Wir lieben unsere Hunde und tun alles, damit es ihnen an nichts mangelt. Schicke Halsbänder, weiche Bettchen, Beschäftigungskurse und natürlich jede Menge Snacks. Es macht Spass, die Vierbeiner nach Strich und Faden zu verwöhnen. Ja, es tut uns einfach gut. Umso ernüchternder, wenn es dann trotz der ganzen Aufmerksamkeit und liebevollen Hingabe mit der Erziehung nicht klappen will.
Was trotz unserer Fürsorge häufig ausser Acht gelassen wird, sind die ureigenen Bedürfnisse eines Hundes. Als Rudeltier braucht er ein klares Sozialgefüge. Dieses muss er – wie lange angenommen – keinesfalls selber anführen. Er will sich aber einordnen können und die Führung einem anerkanntermassen überlegenen Sozialpartner übergeben. Doch genau das ist das Problem unserer «Guetzli-Gesellschaft»: Während der Hund einen starken Leader braucht, an dem er sich orientieren kann, machen wir für ihn den treuen Vasallen. Wenn er stupst, wird er gestreichelt, wenn er lieb schaut, fliegt ihm das Leckerli in den Fang, wenn er winselt, geht die Terrassentür auf. Und auch draussen geht es immer der eigenen Nase nach, was das «andere Leinenende» (aus-) hält. So lernt der Hund im Alltag schnell, dass er seine Menschen nach eigenem Gusto lenken und manipulieren kann.

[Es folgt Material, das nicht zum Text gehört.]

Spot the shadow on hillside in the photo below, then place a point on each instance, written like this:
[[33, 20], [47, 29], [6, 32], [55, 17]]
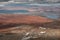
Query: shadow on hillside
[[53, 25]]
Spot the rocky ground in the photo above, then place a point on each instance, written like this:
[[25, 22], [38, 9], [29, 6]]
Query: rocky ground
[[24, 27]]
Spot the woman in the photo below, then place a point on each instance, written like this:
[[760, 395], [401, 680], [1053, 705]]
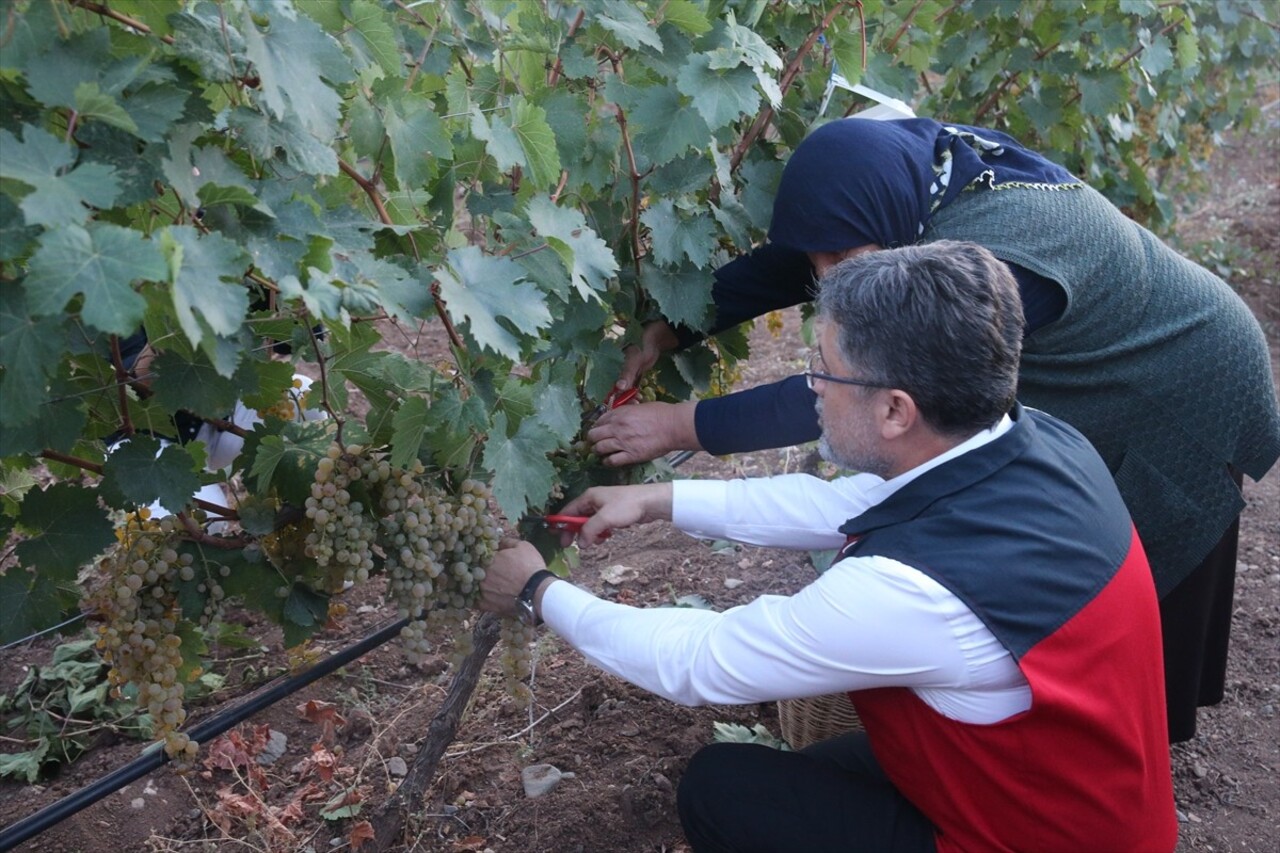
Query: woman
[[1155, 359]]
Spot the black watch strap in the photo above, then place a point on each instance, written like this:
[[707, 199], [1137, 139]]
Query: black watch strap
[[525, 600]]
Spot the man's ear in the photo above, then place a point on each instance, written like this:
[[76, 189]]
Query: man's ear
[[897, 414]]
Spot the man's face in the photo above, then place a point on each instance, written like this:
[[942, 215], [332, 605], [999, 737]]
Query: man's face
[[850, 428]]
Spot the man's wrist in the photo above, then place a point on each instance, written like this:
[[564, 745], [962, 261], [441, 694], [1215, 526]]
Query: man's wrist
[[529, 601]]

Doch was schliesst der Hund daraus? In seiner Welt ist derjenige überlegen, der den anderen steuert. Ein neues Rudelmitglied beobachtet ganz genau, wer in der bestehenden Sozialstruktur wen «bewegt» und wer entscheidet. Dabei geht es nicht darum, wer der Strengste, Grösste, Lauteste ist. Wichtig für die eigene Positionierung ist, welches Rudelmitglied souveräne Entscheidungen trifft und wie sie von den anderen umgesetzt werden. An diesem Hund orientiert sich der Neuzugang, er gibt ihm die nötige Sicherheit, auf die er sich in jeder Situation verlassen kann.
Wer permanent auf seinen Hund eingeht und ihn zum Nabel der Welt macht, wird sich diese Position nicht erarbeiten. Er wird seinem Hund nicht imponieren und sich schwer damit tun, die für seine Erziehung nötige Akzeptanz zu erlangen. Wer ihn dagegen auch einmal ignoriert und seine eigenen Bedürfnisse und Absichten demonstrativ in den Vordergrund stellt, macht Eindruck. Dafür reicht es schon, den Hund einfach mal bewusst für eine gewisse Zeit nicht anzuschauen, anzusprechen, anzufassen oder sonst wie zu bespassen. Ganz getreu dem bekannten Motto: Willst du gelten, mach dich selten!